There's an online Chinese e-tailer on a tear, and I'm not talking about dot-com poster child Dangdang (NYSE: DANG ) .
Shares of LightInTheBox (NYSE: LITB ) soared 29% last week. The stock has now more than doubled since going public in June at $9.50. At the time, it was the first Chinese company to go public on a stateside exchange this year.
There was no material news on the company to explain the breakout, beyond LightInTheBox announcing on Tuesday that it will be reporting quarterly results later this month.
Dangdang has often been called the Amazon.com (NASDAQ: AMZN ) of China, but that's not entirely fair. Dangdang isn't the largest Internet retailer in China. It also isn't profitable, and isn't expected to turn that corner until 2015 at the earliest.

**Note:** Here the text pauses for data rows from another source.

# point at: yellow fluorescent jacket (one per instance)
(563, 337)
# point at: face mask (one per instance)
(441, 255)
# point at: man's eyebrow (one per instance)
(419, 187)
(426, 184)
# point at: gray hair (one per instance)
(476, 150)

LightInTheBox is different. Like Dangdang, it's growing quickly. Revenue rose from $58.7 million in 2010 to $116.2 million in 2011, to more than $200 million last year. Wall Street's holding out for $325 million in net sales this year.

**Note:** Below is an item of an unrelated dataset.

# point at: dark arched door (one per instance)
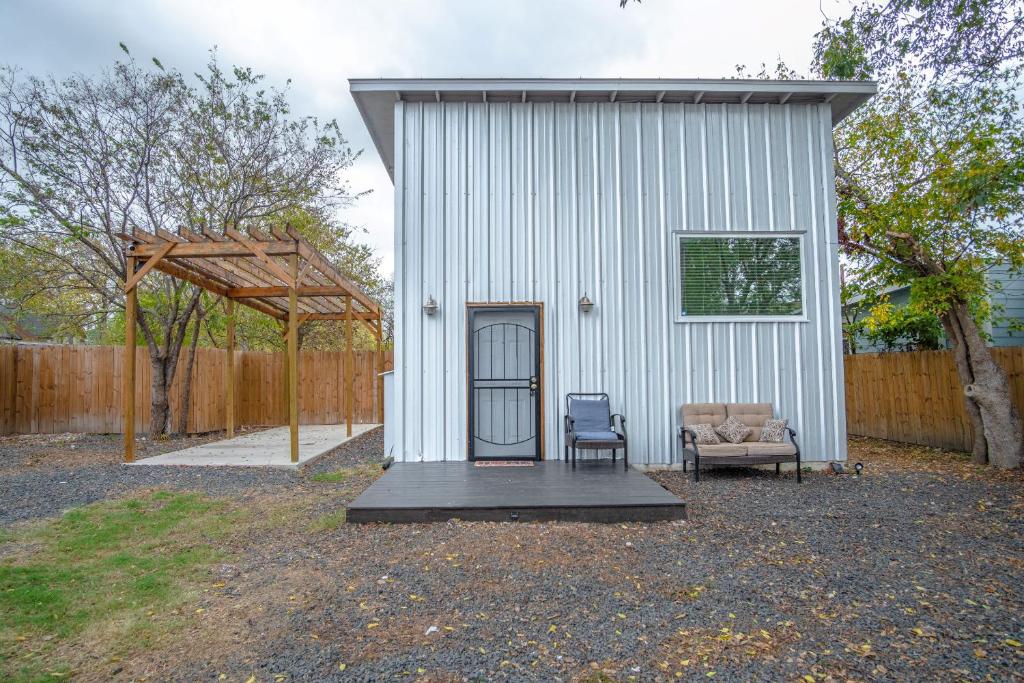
(504, 383)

LightInTheBox is also profitable. Analysts see the Web-based merchants earning $0.36 a share this year and $0.68 a share come 2014.
However, there's a bigger reason why LightInTheBox is a better fit as the new Amazon than Dangdang: LightInTheBox is already an international player.
The dot-com speedster may be based out of China, but the lion's share of its sales take place overseas. Europe accounts for a little more than half of its sales, while North America is good for nearly a quarter of its orders. LightInTheBox carries a growing number of items, but its flagship products are wedding gowns, party dresses, and LED-lighting housing fixtures.
Dangdang sells to its home market, and most of its items are low-priced books as it expands into broader general merchandise. LightInTheBox sells big-ticket items that it can source locally at a discount, offering free worldwide shipping if the orders are large enough.
We'll see how LightInTheBox is succeeding in its growth trajectory when it reports a week from today. Naturally, it has big shoes to fill if it ever wants to be the heir apparent to Amazon, but it's taking more than baby steps in the right direction these days.